Darcísio Perondi: O trabalho intermitente de garçom... Um jovem que está numa capital estudando numa universidade precisa de dinheiro, e o pai dele não tem, pode fazer um curso de garçom e trabalhar uma sexta-feira, um sábado numa churrascaria ou num restaurante. Toda essa mão de obra vai ter seus direitos adquiridos agora!

O texto principal foi aprovado por 296 votos a 177. Os partidos fizeram 11 pedidos de mudança nesse texto. Só um foi aprovado, porque tinha apoio da base governista, proibindo a penhora de entidades filantrópicas para pagar ações trabalhistas. Agora, a proposta de Reforma Trabalhista vai para análise do Senado.

Da Rádio Câmara, de Brasília, Ginny Morais



Presidência

Apesar da forte obstrução e manifestações contrárias à Reforma Trabalhista feitas pela oposição, a aprovação do texto foi comemorada pelo presidente da Câmara, Rodrigo Maia. A reportagem é de Luiz Gustavo Xavier. Acompanhe.

O presidente afirmou que o governo reorganizou sua base na Câmara ao aprovar a reforma trabalhista na madrugada desta quinta-feira (26), com 296 votos. Maia explicou que o governo, nas últimas semanas, enfrentou muitos problemas na articulação de votações importantes, como a derrota no destaque do projeto de recuperação fiscal, mas conseguiu se reorganizar para aprovar a Reforma Trabalhista.

Rodrigo Maia: Nas últimas semanas muitos problemas na articulação das votações, principalmente na base do governo, certamente, a reorganização da base do governo foi muito forte. Se não tivesse tido uma reorganização não teríamos tido essa vitória e o resultado teria sido bem diferente. Teríamos ganho porque era maioria simples com no máximo 240 votos e tivemos 300 votos, temos a obrigação de dialogar, e chegar no mês de maio, na segunda quinzena, terceira semana, prontos para votar a reforma da Previdência com número suficiente.

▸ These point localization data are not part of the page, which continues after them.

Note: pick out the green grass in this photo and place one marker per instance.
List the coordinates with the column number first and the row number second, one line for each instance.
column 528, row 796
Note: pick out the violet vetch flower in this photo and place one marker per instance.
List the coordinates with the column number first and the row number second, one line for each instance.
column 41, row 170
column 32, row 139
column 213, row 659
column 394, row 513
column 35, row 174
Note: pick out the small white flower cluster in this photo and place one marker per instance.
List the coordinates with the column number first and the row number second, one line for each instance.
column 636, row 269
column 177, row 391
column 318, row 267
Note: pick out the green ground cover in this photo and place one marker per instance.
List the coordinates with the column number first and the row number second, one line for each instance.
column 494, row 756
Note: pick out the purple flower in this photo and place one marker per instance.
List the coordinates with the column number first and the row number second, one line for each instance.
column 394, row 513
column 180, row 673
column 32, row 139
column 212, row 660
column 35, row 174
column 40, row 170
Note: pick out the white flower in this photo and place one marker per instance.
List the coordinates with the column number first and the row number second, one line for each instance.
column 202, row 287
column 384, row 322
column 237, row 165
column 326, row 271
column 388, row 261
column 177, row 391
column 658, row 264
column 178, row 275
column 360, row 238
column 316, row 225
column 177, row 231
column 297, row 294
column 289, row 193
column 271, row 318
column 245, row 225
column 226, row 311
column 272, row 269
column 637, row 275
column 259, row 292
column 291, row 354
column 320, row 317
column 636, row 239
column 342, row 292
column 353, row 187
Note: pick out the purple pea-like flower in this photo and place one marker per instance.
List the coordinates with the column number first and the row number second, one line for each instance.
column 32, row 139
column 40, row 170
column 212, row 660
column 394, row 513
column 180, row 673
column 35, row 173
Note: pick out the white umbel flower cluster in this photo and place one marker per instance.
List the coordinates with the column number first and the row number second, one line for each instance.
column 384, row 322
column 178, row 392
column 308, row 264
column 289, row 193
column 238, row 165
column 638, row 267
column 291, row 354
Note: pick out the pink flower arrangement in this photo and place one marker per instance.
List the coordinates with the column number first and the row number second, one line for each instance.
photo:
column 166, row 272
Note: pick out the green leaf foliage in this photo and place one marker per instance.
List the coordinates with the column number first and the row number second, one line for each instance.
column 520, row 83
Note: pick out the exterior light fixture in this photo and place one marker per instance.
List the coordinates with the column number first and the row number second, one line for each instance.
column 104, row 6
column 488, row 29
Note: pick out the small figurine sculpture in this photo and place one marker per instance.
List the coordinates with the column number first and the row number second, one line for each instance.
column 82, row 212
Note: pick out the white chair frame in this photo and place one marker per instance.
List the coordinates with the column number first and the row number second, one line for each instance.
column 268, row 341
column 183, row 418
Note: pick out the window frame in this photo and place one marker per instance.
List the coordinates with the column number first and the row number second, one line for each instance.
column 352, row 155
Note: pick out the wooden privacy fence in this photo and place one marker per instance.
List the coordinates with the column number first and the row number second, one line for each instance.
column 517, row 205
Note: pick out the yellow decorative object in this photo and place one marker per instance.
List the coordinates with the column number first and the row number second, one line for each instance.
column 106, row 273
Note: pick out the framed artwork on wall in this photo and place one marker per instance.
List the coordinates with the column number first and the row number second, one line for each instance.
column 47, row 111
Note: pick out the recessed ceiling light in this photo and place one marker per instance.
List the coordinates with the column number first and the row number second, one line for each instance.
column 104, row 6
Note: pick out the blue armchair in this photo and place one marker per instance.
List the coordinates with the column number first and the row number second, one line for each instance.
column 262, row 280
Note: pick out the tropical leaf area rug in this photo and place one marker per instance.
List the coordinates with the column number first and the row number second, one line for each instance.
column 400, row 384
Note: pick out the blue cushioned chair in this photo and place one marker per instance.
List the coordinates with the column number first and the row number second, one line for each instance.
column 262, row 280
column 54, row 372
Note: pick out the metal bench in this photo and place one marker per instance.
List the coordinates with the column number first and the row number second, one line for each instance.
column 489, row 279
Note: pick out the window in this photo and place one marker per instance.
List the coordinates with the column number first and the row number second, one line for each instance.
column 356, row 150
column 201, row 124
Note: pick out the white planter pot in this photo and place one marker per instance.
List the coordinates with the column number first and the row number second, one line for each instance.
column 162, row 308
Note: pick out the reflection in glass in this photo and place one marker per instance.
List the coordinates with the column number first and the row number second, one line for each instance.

Já a oposição acredita que a votação de ontem mostra que o governo tem dificuldade de ter uma maioria qualificada para aprovar proposta de emenda à Constituição onde são necessários 308 votos. O deputado Alessandro Molon (Rede-RJ), criticou a aprovação de ontem da Reforma Trabalhista.

Alessandro Molon: O resultado da votação de ontem foi muito ruim para o povo brasileiro porque foi aprovada a maior retirada de direitos desde o advento da CLT, e foi ruim para o governo também porque o resultado de ontem prova que o governo não conseguirá aprovar a Reforma da Previdência em Plenário.

Houve votos de governistas contra a reforma. A Executiva do PSB, por exemplo, orientou o partido a rejeitar a proposta, mas nem todos seguiram a orientação, como é o caso do deputado Danilo Forte, do Ceará.

Danilo Forte: Não podemos ficar presos ao passado, a uma lei que tem 70 anos, precisamos modernizar o País, a gente precisa mudar as relações de trabalho, porque a legislação estava impedindo os empresários de contratar.

O texto altera a Consolidação das Leis do Trabalho (CLT) para prever, entre outras medidas, a prevalência do acordo sobre a lei, regras para o trabalho intermitente e o fim da contribuição sindical obrigatória e da ajuda do sindicato na rescisão trabalhista. A matéria será enviada ao Senado.

Da Rádio Câmara, de Brasília, Luiz Gustavo Xavier.



Trabalho

Leonardo Monteiro, do PT de Minas Gerais, entende que a aprovação da Reforma Trabalhista significa um grande retrocesso para o trabalhador brasileiro porque o texto derruba conquistas importantes, avanços do Direito do Trabalho e desorganiza toda a relação de capital e trabalho.

Laerte Bessa, do PR do Distrito Federal, lamenta o modo desrespeitoso como a oposição tratou o relator da Reforma Trabalhista. Segundo ele, os oposicionistas estão descontentes com o fim da contribuição sindical obrigatória, que, para o deputado, serve apenas para financiar sindicalistas que não querem trabalhar.